Over the next several hours, my labor gradually intensified, so gradually that I didn’t quite notice at first. I started laughing through my contractions and fantasizing about the cheese pizza I was not permitted to eat (I think I hallucinated a vision of powdery, chewy crust and melty globs of mozzarella) to wincing and even moaning a little. We shut off the tv and I began experimenting with my doula’s birthing ball. I snapped at LG to get off the phone at one point and requested the lights to be turned off.
At around 11 pm, everything changed. The manageable, if strong, pain crossed over into unbearable territory. The contractions were lasting 90 seconds or more, with multiple peaks. I began shivering uncontrollably. Nu-Nu was still kicking the heck out of my ribs and head-butting my cervix, as she’d done for weeks past. My doula and I suspected I was nearing transition, but whether or not I was, I wanted an epidural.

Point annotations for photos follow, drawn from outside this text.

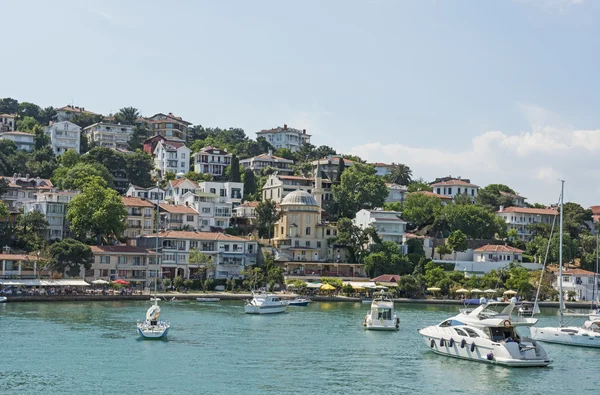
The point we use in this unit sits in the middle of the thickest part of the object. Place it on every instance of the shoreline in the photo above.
(245, 296)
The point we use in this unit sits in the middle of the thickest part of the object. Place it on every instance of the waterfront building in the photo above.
(231, 254)
(171, 156)
(211, 160)
(172, 127)
(140, 217)
(109, 135)
(396, 193)
(22, 190)
(53, 204)
(284, 137)
(450, 187)
(257, 163)
(8, 122)
(63, 136)
(24, 141)
(66, 113)
(150, 193)
(520, 218)
(134, 264)
(388, 224)
(180, 217)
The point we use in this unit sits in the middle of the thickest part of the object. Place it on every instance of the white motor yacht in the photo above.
(263, 303)
(486, 336)
(382, 317)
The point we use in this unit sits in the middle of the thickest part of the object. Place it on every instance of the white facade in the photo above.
(454, 187)
(109, 135)
(210, 160)
(388, 224)
(284, 137)
(172, 157)
(257, 163)
(24, 141)
(63, 136)
(53, 205)
(520, 218)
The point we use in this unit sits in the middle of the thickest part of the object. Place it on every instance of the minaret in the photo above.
(317, 190)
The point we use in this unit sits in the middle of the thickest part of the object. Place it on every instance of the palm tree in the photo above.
(399, 174)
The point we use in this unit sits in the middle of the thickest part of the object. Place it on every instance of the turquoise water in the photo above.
(93, 348)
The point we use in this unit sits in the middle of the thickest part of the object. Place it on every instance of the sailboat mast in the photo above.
(561, 306)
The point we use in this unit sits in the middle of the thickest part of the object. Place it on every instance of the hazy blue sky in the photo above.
(496, 91)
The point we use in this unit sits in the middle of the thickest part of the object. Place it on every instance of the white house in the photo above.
(257, 163)
(24, 141)
(150, 193)
(451, 187)
(497, 253)
(109, 135)
(8, 122)
(388, 224)
(63, 135)
(171, 156)
(211, 160)
(520, 218)
(396, 193)
(231, 254)
(284, 137)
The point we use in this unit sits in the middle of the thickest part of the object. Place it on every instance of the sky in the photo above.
(495, 91)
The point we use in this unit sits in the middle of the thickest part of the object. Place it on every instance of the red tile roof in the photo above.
(454, 182)
(499, 248)
(208, 236)
(170, 208)
(527, 210)
(135, 202)
(123, 249)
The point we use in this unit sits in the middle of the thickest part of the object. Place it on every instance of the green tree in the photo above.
(204, 262)
(31, 229)
(399, 174)
(421, 209)
(266, 217)
(457, 242)
(97, 210)
(359, 188)
(68, 256)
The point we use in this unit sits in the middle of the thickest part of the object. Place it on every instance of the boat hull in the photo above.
(265, 309)
(560, 336)
(483, 350)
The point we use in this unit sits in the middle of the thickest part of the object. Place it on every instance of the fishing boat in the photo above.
(586, 335)
(263, 303)
(299, 302)
(485, 335)
(207, 300)
(381, 316)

I got the meds in at around 11:30 and was then examined. Eight cm along! I felt proud I’d made it so far and amazed that the labor pains had been so moderate for so long. The entire active laboring period was so much less intense than it was with Smudgie–the contractions were still ranging irregularly between 4-8 minutes apart right up until the end.

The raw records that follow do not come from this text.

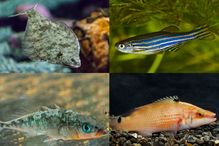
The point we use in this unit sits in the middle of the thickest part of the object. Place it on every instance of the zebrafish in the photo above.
(56, 124)
(168, 114)
(165, 40)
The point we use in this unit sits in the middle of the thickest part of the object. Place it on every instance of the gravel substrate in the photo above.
(207, 135)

After the epidural went in, things progressed rapidly. I rested, shifting position in bed every 20 minutes or so. In about an hour, I began to feel pressure. My doctor examined me again around 1 and found I was 10 cm and at zero station. He decided to have me labor the baby down further with contractions rather than begin pushing right away. The pressure built with every pang. I knew it would be time to push soon.
And it was. The OB returned, suited up and ready to go. My nurse, doula, and LG took their positions around me. They started coaching me and I started pushing. Three pushes later, the OB told me to stop and breathe. I felt unbelievable pressure that I couldn’t imagine easing and then–release. Another little wiggle and I felt the baby slip out and heard the cries.

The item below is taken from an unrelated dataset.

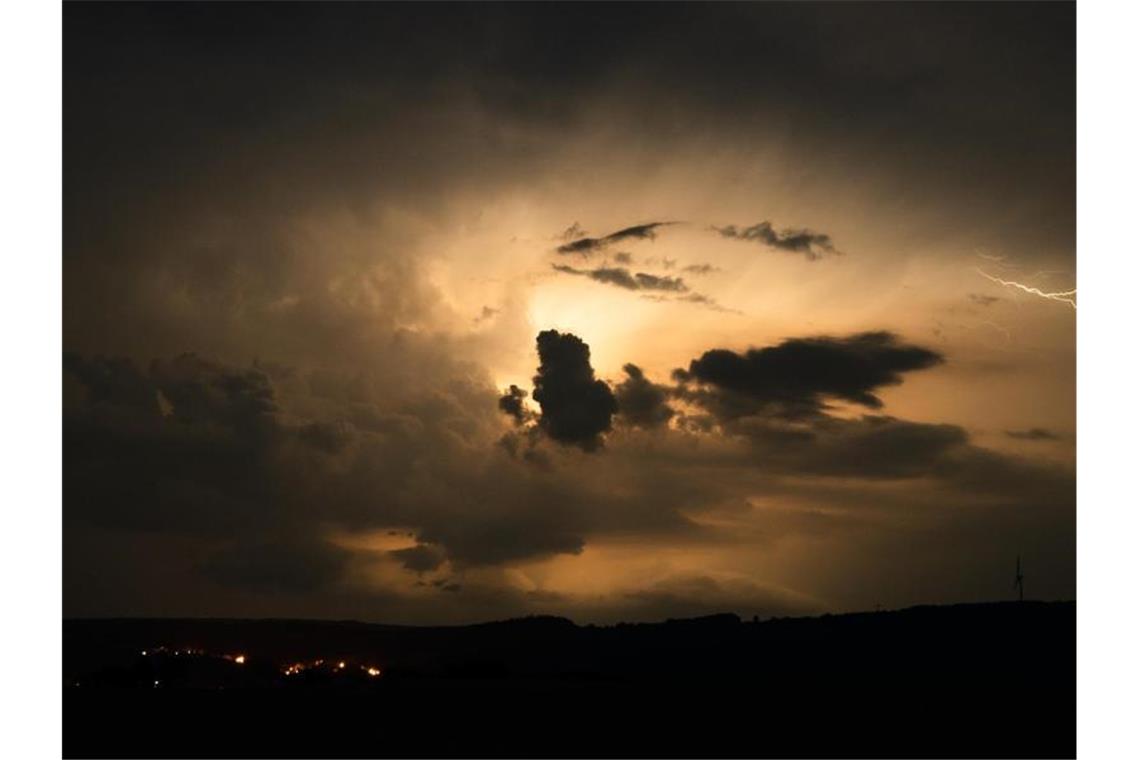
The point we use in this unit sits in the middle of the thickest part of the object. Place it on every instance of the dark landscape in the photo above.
(962, 680)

I peered between my legs and the doctor’s arms as he suctioned and prepared the baby. I thought I saw girl parts but maybe not? “What is it?” I asked, and he answered, “Take a look!” and then held up my spread-eagled daughter and put her on my chest.
I was seriously stunned. “Really? I have a girl? Really?” I turned to LG and asked him if we had a name and when he nodded, we called Nu-Nu by her name for the first time in her life. They weighed her and tended to her and then she was back in my arms and I was nursing her as they stitched me up.
We ordered a pizza into L&D and my husband fed me bites of cheesy deliciousness as I held my daughter in my arms. One of those perfect moments I know I will look back on for the rest of my life with gratitude and awe.